“Hi! I sensed some broken bindings
and –.”
He muffles a scream, a boy not older
than a Jay, spins toward me. “Who – what – you can’t be here
– is this a trick?” falls out, whisper-quiet in the bedroom. His
eyes are wide with terrors.
“Jaysome isn’t a trick and
I am pretty good at
it!”
“But – my
parents – if anyone is over –. I don’t know what you are, but
you can’t be here,” and the words are almost magician-like,
pleading like a command.
“Huh?”
“I don’t know
how you got into my room, but they’ll –.” He stills, fear
falling inward. “You have to go.”
A door
opens, and it was locked from the other side. A man looms, shadows
gathered about him. “Tyler? What is – what in the fuck is
this?” and he is only human, but his voice –.
The boy stumbles.
He is pale, and brave in terror. “It’s not what it looks like,
dad, it’s not –.”
“You are not
allowed guests. What if they find out? What if they learn?” is
demanded.
Tyler is shaking,
and bindings are breaking because of the ones forming.
“You are ten.
That is far too old to wet your bed,” the father says, and –.
“Oopses happen
you know,” I say, firm as a Jay.
He turns, and his
hand is open and solid.
I’m quick like a
Jay and tough like a Jay but there are bindings he can do in this
room. To hit, to harm. I hit the wall, bounce, stand. He moves in for
another blow.
Tyler is in front
of me. “I don’t know who this is, or how they got in. I don’t,
dad!”
I grab the next
blow in bindings before it reaches Tyler, pushing the man back. There
is a woman behind him, and Tyler lets out a small wounded sound.
“You’re
hurting
him, and that’s not jaysome at all!”
They move in. Certain. Sure of their power and control.
I reach into bindings. Touch Tyler’s. I’m not Charlie, to pull
out energy. Not Honcho, to see deep into things. But bindings have
history, and he’s scared and always scared and hurting and hurt all
because he wets a bed. And other things, but I don’t understand
them at all cuz there’s nothing jaysome about what they do to their
son.
There are other children in the house.
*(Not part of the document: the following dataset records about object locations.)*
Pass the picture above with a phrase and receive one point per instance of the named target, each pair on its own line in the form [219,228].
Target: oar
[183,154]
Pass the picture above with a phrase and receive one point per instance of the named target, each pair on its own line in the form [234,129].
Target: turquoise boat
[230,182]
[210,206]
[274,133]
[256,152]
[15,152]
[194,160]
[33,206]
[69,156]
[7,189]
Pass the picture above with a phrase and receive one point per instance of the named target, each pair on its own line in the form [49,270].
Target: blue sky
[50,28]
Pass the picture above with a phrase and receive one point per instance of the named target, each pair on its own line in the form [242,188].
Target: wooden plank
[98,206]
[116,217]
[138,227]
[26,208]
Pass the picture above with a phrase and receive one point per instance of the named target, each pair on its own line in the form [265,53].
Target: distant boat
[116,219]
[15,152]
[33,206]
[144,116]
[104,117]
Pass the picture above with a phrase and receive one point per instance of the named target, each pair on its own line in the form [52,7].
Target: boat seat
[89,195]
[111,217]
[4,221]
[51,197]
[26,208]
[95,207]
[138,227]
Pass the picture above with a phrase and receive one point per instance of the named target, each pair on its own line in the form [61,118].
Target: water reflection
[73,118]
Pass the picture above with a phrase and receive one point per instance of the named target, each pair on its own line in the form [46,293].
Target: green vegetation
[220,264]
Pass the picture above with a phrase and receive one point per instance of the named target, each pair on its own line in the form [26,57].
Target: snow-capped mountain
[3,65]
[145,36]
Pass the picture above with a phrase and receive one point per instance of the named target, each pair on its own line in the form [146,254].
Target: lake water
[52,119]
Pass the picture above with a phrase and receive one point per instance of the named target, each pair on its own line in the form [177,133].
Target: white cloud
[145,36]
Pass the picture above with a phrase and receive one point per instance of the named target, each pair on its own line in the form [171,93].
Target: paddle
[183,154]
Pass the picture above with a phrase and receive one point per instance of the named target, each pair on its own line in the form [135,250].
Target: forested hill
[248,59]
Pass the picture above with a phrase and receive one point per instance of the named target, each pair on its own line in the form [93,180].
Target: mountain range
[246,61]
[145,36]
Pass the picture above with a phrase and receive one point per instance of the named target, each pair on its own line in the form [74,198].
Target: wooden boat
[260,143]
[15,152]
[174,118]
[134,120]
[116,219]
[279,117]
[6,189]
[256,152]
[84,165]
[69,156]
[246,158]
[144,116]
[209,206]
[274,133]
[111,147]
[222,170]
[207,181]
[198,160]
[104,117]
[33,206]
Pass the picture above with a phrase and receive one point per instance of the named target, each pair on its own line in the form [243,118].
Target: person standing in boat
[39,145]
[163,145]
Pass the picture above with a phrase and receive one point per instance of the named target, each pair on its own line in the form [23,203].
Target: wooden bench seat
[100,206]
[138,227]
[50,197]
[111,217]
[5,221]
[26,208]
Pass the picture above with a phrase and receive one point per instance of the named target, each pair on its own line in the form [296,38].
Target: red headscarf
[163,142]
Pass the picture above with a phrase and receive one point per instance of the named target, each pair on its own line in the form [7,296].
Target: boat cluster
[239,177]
Hiding too. Scared.
“Honcho would do terrible things to you,” I say. “And Charlie
might do worse. I’m not them. I don’t do human things.”
And
I smile, and it’s not a smile a Jay does because there’s too many
teeth and they’re sharp and some aren’t teeth at all. There is
being a jaysaurus. And then there is being a jaysaurus.
And then, too, there is being Jayseltosche. Which
is even bigger in all the bad ways of the word.
I reach inside. No binding. Nothing like that, me to me. Hi? Time to
wake up, I say. Need you.
And
I smile again and it’s not a smile at all and there are bindings
breaking and I remake them and twist them into new shapes and I’m
breaking the rules Honcho told me about not
doing bindings on people
but I’m not Jay right now and I don’t care. They twist,
and again, and I let go of the smile, and settle back down into Jay.
Even my fingernails hurt a bit.
Tyler is staring at me. Even Honcho has never seen me like that. He’s not afraid. He’s crying, but not afraid, and he knows what I did because I let him sense the bindings.
“Thank you,” he whispers.
The parents have left. To another room, shaken. Broken of their
power, for now and ever.
“That
was a really bad bindings,” I whisper, and: “There’s others
like that, but I don’t know if I can –.” And I don’t because
it hurt.
“I’ll be jaysome,” he says and means it and I’m crying and
we’re crying and it’s okay.
It shouldn’t be, but it’s okay because he’s tough like a Tyler
and a human and his jaysome is a really good one too!
I
find Honcho outside. He just looks at me. Hugs me, gently. Offers ice
cream, and I know he’s doing lots of helping and fixings too so I
eat a lot and Honcho
looks at me after.
“That was pretty brave of you, Jay.”
“Nope. I was doing what is right and that’s doing what is right,
and –.”
“Jay.”
And he is Honcho and I just nod and follow him outside. I have
another good cry at the hotel, and it is a good one and he just holds
me and presses a finger to my lips when I try and talk.
“There are hard lessons you’ll have to learn, and one of them –
this one – is that there are things that can’t be solved by being
jaysome. And no, you didn’t do anything wrong.”
“But –.”
“You didn’t,” he repeats, and I’m crying again and held again
and I don’t understand Tyler’s parents even if I saw every
binding they had and Honcho says it’s okay not to, sometimes, that
sometimes one can know so much that they can’t be wise and it’s
dangerous to learn what you can’t unknown.
And he says lots else I think, but I fall asleep and almost dream.